Powołał mnie Pan już z łona mej matki, od jej wnętrzności wspomniał moje imię. [Iz 49,1b]
Kiedy na świat ma przyjść dziecko, rodzice zamartwiają się, czy będzie zdrowe. Potem zamartwiają się, czy się prawidłowo rozwija, czy jest zdolne i poradzi sobie w przedszkolu i szkole. Następnie zamartwiają się, czy wybierze odpowiednie studia i czy dostanie dobrze płatną pracę, założy szczęśliwą rodzinę.

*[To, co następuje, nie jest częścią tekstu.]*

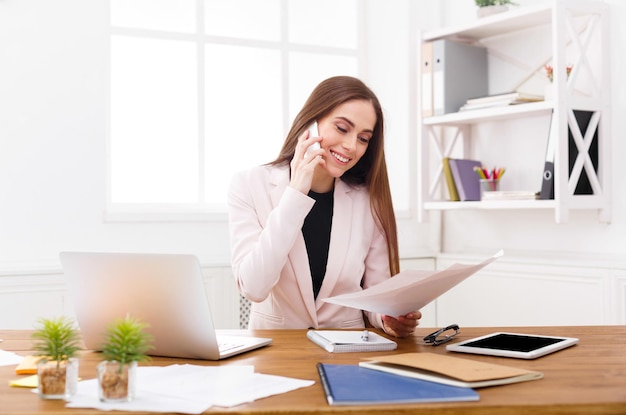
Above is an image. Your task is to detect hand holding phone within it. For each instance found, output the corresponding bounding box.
[304,122,321,157]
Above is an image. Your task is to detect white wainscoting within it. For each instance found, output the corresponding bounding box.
[0,254,626,329]
[0,266,239,330]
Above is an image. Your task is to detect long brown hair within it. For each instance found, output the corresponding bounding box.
[268,76,400,275]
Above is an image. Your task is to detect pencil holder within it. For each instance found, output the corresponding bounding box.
[480,179,500,200]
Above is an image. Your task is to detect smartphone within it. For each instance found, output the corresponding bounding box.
[304,122,321,157]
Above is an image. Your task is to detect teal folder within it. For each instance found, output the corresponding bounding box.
[449,159,482,201]
[317,363,479,405]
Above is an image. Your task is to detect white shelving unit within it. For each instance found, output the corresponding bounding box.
[417,0,611,223]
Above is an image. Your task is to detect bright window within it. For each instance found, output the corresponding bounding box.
[108,0,363,212]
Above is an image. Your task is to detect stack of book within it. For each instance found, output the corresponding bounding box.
[460,92,543,111]
[317,352,543,405]
[443,157,482,201]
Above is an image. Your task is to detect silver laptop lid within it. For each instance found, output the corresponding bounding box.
[60,252,220,360]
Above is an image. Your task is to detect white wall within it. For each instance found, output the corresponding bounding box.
[0,0,437,275]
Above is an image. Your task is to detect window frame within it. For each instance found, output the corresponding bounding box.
[103,0,368,222]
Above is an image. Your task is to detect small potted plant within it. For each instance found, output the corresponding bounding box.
[98,316,152,402]
[32,317,80,400]
[475,0,517,17]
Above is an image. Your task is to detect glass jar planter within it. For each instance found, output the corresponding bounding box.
[98,360,137,402]
[37,358,78,400]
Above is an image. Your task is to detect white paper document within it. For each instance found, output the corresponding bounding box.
[66,364,315,414]
[323,250,503,317]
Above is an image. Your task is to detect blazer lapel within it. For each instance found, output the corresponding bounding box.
[318,180,353,306]
[270,167,317,326]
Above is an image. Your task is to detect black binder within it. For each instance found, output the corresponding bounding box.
[539,110,599,199]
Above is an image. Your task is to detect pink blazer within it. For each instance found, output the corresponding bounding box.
[228,166,390,329]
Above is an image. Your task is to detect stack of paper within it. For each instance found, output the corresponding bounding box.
[66,364,315,414]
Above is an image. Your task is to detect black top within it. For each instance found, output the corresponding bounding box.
[302,190,333,298]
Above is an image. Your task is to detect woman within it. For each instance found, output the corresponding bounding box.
[228,76,421,337]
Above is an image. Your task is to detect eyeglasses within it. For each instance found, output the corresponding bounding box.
[423,324,459,346]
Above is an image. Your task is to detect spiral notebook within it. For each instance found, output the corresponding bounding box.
[306,329,398,353]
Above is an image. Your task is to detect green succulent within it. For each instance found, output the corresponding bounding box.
[476,0,516,7]
[102,316,153,371]
[32,317,81,366]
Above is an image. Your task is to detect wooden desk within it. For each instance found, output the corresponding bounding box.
[0,326,626,415]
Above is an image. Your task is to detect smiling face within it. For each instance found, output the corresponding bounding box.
[311,100,376,192]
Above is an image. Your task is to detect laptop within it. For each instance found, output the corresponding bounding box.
[59,252,272,360]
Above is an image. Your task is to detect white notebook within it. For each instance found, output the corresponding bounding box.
[306,329,398,353]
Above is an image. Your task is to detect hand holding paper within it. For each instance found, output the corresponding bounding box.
[323,250,503,317]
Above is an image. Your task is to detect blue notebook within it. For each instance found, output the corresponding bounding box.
[317,363,479,405]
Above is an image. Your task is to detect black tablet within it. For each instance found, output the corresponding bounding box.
[446,332,578,359]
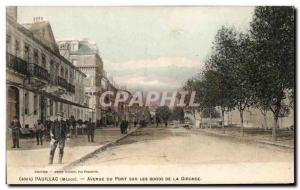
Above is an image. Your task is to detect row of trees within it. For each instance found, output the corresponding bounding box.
[184,7,295,140]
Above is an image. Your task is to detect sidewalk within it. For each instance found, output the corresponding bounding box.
[6,127,136,169]
[191,128,294,149]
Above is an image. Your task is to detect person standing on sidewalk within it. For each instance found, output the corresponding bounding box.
[49,113,67,164]
[86,118,95,142]
[35,120,44,145]
[10,117,21,148]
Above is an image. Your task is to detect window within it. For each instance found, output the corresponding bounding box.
[65,69,69,79]
[33,50,39,64]
[50,100,53,116]
[55,102,58,115]
[33,94,38,115]
[55,64,59,76]
[24,45,29,62]
[6,34,11,44]
[42,54,46,68]
[24,92,29,114]
[15,40,20,56]
[6,34,11,52]
[72,59,77,66]
[60,67,64,77]
[59,103,64,112]
[50,60,54,73]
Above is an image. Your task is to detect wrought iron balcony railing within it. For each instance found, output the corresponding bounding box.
[57,77,75,93]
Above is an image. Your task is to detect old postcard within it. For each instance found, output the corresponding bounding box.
[3,6,296,185]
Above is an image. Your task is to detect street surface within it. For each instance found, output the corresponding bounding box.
[74,126,294,183]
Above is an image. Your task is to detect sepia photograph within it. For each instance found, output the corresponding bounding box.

Czy jednak ktokolwiek z rodziców patrzy na swoje dziecko jak na kogoś, kogo Pan powołał, kogo wybrał do dokonania czegoś istotnego tu, na ziemi? Czy zastanawia się nad jego predyspozycjami nie w kontekście dobrze płatnej pracy i znaczenia wśród ludzi, ale w kontekście realizowania tych zadań, do których Pan Bóg go powołał?
Czy kiedykolwiek rodzice, ale i my sami, patrząc na nasze życie i na to, co osiągamy bądź osiągnęliśmy, dostrzegamy fakt, że pieniądze, zdrowie, zadowolenie i przyjemność z życia nie oznacza wcale, że realizujemy to, do czego zostaliśmy powołaniu przez Pana, zanim przyszliśmy na świat?
Czy choćby jedną myśl w ciągu dnia poświęcam temu, do czego wzywa mnie Bóg i czego On, a nie ja, ode mnie oczekuje?
O ileż łatwiejszy byłoby nasze życie, o ileż lepsze byłyby nasze wybory, a nasze serca pełniejsze byłyby pokoju, gdybyśmy tak postępowali.
Wszystkie komentarze »
Uwaga! Dyskusja została zamknięta.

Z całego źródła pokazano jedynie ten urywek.